Their experience at Statemind led the team to “expand their mission to secure everything blockchain and everything decentralized” with Symbiotic, Putiatin said.
Symbiotic has raised a $5.8 million seed round from venture capital firms Paradigm – which also funded Uniswap – and cyberFund, the venture capital firm founded by early Lido contributors Konstantin Lomashuk and Vasiliy Shapovalov.
The protocol’s overarching design architecture is “permissionless, neutral, and flexible.”
Neutral means that Symbiotic will not compete with other market participants – so no offer of native staking, rollup or data availability.

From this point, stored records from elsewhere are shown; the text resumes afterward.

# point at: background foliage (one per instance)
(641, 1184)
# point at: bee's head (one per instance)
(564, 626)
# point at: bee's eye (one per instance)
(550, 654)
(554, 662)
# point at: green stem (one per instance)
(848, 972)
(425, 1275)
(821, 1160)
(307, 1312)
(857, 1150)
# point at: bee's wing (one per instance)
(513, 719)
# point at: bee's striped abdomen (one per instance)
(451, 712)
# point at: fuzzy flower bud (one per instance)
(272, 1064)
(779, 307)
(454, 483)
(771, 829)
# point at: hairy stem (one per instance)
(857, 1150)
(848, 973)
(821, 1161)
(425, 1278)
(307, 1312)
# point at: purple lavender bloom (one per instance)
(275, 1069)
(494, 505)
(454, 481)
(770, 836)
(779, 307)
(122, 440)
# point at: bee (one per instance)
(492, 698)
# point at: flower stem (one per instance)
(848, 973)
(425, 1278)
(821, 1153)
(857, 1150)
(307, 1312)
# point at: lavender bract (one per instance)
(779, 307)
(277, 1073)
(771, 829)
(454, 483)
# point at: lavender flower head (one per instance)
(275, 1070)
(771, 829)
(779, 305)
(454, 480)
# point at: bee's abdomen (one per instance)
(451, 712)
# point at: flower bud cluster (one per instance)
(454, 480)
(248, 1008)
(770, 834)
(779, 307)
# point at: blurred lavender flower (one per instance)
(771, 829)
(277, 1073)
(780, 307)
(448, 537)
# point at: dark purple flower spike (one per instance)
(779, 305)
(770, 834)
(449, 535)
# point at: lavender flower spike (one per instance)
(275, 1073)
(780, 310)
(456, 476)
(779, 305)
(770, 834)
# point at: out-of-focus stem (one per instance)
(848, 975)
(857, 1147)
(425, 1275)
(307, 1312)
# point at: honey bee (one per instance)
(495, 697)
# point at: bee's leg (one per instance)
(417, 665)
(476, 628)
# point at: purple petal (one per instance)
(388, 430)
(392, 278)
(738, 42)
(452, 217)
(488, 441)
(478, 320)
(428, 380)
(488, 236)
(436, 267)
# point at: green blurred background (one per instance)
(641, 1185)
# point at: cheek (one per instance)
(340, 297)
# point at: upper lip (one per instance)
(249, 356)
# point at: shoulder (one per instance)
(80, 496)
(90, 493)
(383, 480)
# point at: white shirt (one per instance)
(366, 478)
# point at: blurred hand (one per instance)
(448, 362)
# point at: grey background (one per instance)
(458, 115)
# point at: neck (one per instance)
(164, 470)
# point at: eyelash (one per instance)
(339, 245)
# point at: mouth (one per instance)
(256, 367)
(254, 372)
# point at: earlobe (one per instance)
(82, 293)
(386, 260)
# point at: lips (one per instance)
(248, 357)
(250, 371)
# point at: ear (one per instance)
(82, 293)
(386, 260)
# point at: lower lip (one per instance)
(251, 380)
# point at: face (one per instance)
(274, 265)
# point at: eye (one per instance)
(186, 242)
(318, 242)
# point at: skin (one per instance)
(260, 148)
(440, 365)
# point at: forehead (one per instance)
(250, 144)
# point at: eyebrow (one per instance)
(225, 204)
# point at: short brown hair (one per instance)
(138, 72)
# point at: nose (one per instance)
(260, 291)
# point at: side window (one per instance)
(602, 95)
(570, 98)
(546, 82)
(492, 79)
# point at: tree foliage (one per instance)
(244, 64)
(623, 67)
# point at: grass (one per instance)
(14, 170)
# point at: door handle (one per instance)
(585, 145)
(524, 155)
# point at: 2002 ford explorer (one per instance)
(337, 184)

Being ‘symbiotic’ means ‘running away from competition’ [from] fire and to be as selfless as possible and as disinterested as possible,” Putiatin explained.
Maximum flexibility
All major decisions remain with the networks building on top of Symbiotic, such as what collateral they will accept, which node operators can participate, who resolves disputes – i.e. cutting and punishing – and how much commitment they want from each party.
A key differentiator from other shared security systems is that Symbiotic can accept any token and, in theory, from any chain.
To create an industry around shared security, “we needed to create a protocol that could be super modular, and collateral abstraction is one of them.”
Putiatin puts that in the ‘neutrality’ category, because while Symbiotic is an Ethereum protocol, the collateral does not have to be on Ethereum, although Lido staked ether (stETH) is a likely candidate for core collateral.
“You can create a liability on the Ethereum side,” he explained, “and if so [the] network sees that the messaging is trusted enough, within the slash window the item on another chain can even be in DeFi – actually being used somewhere – but still be sliced reliably.
This modularity allows networks to adapt and evolve based on their specific security needs and stages of decentralization.
“When you launch a centralized network, there is a gap between being super creative and innovative, having a great idea, and starting in a way that is secure – because you had to build your own economic security model,” Putiatin said.
This is why, according to Putiatin, we have seen a proliferation of tokens and decentralization compromises such as multisigs, proof-of-authority networks or substandard validator sets.
“The goal of our project is to shift the narrative – you don’t have to launch native – it will be more secure and easier for you to launch on top of us, on top of shared security,” he said.
He envisions the system being applied to jump-start all kinds of networks, citing cross-chain oracles, threshold networks, reassertions and MEV infrastructure, interoperability, and shared sequencers, to name a few.
“We believe that this kind of primitive people can help many people, and for that we must be as neutral as possible,” Putiatin said.
Although the protocol’s ambitions in the field of shared security are enormous, its architecture has been deliberately kept minimalist.
It will be permissionless and immutable, with no multisig anywhere. It will not collect fees nor will it rely on a centralized front end.
“If I die and every engineer dies, our system will still be fully operational. I don’t expect our front end to be used much,” he said.
Launch partners include household names like Ethena, LayerZero and Hyperlane, plus a slew of networks still in the early stages of development, according to a Symbiotic blog post.
Putiatin expects that the Symbiotic mainnet will be operational for some networks by the end of the summer.
“Why would you create a complex protocol when you can create a very simple and flexible protocol?”